Dans les Antilles, l'érosion côtière fait ressurgir des cimetières d'esclaves. En Guadeloupe et en Martinique, la mer gagne du terrain sous l'effet du changement climatique, révélant des ossements humains qui témoignent de l'esclavage colonial.
Un passé qui refait surface
À Saint-François, en Guadeloupe, la plage des Raisins Clairs n'est pas seulement réputée pour son sable fin et son eau turquoise. Sous ses berges, des vestiges d'un crime passé émergent. Crânes, tibias et vertèbres apparaissent après les tempêtes, rappelant l'histoire tragique de l'esclavage.
Premières découvertes en 1992
En 1992, un crâne humain avec un anneau de fer rouillé autour du cou est découvert. En 2013, des fouilles archéologiques mettent au jour entre 500 et 1000 tombes de l'époque coloniale. Depuis, l'érosion continue d'exhumer ces vestiges.

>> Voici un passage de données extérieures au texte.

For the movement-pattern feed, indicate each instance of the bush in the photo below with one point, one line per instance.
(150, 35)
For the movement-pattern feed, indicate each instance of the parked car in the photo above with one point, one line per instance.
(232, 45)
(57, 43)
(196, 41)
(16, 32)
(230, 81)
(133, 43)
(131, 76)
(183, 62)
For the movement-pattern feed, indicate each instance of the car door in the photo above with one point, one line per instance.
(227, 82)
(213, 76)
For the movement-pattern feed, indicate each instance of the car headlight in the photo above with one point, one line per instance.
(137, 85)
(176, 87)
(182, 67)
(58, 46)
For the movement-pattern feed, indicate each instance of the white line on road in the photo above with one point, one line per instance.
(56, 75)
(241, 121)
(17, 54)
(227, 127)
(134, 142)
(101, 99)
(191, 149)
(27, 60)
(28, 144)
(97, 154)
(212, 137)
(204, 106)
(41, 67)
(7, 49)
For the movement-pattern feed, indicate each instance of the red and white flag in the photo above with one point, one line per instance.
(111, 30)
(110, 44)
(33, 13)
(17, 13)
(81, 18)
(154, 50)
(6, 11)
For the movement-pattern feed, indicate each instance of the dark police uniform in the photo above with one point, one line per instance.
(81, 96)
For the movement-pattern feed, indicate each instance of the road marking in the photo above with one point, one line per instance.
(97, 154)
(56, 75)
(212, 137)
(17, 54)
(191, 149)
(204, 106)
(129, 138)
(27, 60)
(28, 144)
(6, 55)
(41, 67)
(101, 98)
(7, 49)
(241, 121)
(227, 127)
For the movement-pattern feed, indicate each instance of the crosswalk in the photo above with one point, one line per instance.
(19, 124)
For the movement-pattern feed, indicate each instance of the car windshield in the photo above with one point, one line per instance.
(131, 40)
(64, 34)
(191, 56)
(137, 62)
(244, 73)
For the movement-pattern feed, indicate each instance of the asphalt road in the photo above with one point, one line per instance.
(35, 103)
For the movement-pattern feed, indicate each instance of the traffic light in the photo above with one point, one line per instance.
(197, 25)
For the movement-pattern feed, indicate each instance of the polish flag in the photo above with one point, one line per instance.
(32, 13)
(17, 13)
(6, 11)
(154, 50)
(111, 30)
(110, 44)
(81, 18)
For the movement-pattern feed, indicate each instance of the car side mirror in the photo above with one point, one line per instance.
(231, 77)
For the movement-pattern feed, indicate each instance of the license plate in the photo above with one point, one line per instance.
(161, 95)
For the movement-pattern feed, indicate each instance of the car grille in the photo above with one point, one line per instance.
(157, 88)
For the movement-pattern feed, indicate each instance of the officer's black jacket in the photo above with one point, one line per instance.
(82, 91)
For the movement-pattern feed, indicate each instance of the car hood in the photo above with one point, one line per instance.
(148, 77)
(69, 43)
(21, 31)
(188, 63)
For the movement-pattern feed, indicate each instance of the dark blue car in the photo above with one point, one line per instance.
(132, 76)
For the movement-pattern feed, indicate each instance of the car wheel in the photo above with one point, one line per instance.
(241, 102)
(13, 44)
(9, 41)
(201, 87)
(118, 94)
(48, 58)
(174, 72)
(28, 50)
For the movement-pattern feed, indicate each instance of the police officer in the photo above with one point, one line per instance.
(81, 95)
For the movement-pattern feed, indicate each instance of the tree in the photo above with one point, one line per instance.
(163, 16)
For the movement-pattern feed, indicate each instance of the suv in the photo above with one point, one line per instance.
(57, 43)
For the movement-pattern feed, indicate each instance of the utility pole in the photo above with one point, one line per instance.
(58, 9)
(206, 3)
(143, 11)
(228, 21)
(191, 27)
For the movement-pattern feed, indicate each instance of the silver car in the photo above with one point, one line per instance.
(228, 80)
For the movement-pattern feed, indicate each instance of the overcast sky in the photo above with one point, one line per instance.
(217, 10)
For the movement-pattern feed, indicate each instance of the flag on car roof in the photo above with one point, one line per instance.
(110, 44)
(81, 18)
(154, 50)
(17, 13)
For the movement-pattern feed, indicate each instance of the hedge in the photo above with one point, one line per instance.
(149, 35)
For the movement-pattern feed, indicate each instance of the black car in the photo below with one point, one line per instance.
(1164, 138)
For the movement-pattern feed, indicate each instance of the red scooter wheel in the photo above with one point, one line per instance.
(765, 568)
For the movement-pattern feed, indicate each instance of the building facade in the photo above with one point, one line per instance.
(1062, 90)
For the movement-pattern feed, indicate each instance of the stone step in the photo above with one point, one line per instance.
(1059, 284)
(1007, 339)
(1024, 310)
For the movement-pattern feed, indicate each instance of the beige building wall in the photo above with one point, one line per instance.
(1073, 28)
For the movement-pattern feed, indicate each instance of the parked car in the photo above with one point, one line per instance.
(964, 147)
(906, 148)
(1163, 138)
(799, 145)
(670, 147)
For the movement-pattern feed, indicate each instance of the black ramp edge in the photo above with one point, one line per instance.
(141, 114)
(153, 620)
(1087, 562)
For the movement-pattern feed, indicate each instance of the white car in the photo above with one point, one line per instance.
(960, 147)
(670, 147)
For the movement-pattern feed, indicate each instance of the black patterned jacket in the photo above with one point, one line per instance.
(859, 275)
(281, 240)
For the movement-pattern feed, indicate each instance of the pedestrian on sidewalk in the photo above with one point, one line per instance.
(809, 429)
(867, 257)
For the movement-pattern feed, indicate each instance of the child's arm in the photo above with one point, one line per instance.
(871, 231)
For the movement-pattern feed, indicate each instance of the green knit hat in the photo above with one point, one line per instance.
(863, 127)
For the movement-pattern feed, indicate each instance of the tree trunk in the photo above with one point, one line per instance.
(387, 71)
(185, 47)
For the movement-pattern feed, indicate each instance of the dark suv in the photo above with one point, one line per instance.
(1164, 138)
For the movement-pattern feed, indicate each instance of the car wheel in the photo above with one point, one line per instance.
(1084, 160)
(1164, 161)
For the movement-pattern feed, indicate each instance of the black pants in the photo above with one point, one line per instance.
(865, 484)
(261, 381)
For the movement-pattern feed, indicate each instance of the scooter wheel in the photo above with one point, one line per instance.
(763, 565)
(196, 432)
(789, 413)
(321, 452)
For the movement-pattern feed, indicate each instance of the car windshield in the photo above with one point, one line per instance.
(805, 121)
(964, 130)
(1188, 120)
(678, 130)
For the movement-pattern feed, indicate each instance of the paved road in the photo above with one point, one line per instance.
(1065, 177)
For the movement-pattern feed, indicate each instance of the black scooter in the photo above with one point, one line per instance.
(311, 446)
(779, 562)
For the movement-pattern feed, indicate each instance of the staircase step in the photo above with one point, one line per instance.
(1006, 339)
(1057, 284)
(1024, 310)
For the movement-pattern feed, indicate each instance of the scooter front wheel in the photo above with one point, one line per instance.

Ce phénomène n'est pas isolé. En Martinique, d'autres sites côtiers révèlent des sépultures d'esclaves. Le recul du trait de côte, accéléré par le dérèglement climatique, expose ces traces physiques de l'esclavage.
Un appel à la mémoire
Ces découvertes soulèvent des questions sur la préservation de ces sites et le devoir de mémoire. L'Unesco a inclus la « route de l'esclave » dans un circuit de dix-huit sites en Guadeloupe. Mais l'érosion menace ces lieux de mémoire.
Les autorités locales et les associations appellent à une prise de conscience. Il est urgent de protéger ces vestiges et de rendre hommage aux victimes de l'esclavage. La mer, en dévoilant ces ossements, rappelle que l'histoire est toujours présente.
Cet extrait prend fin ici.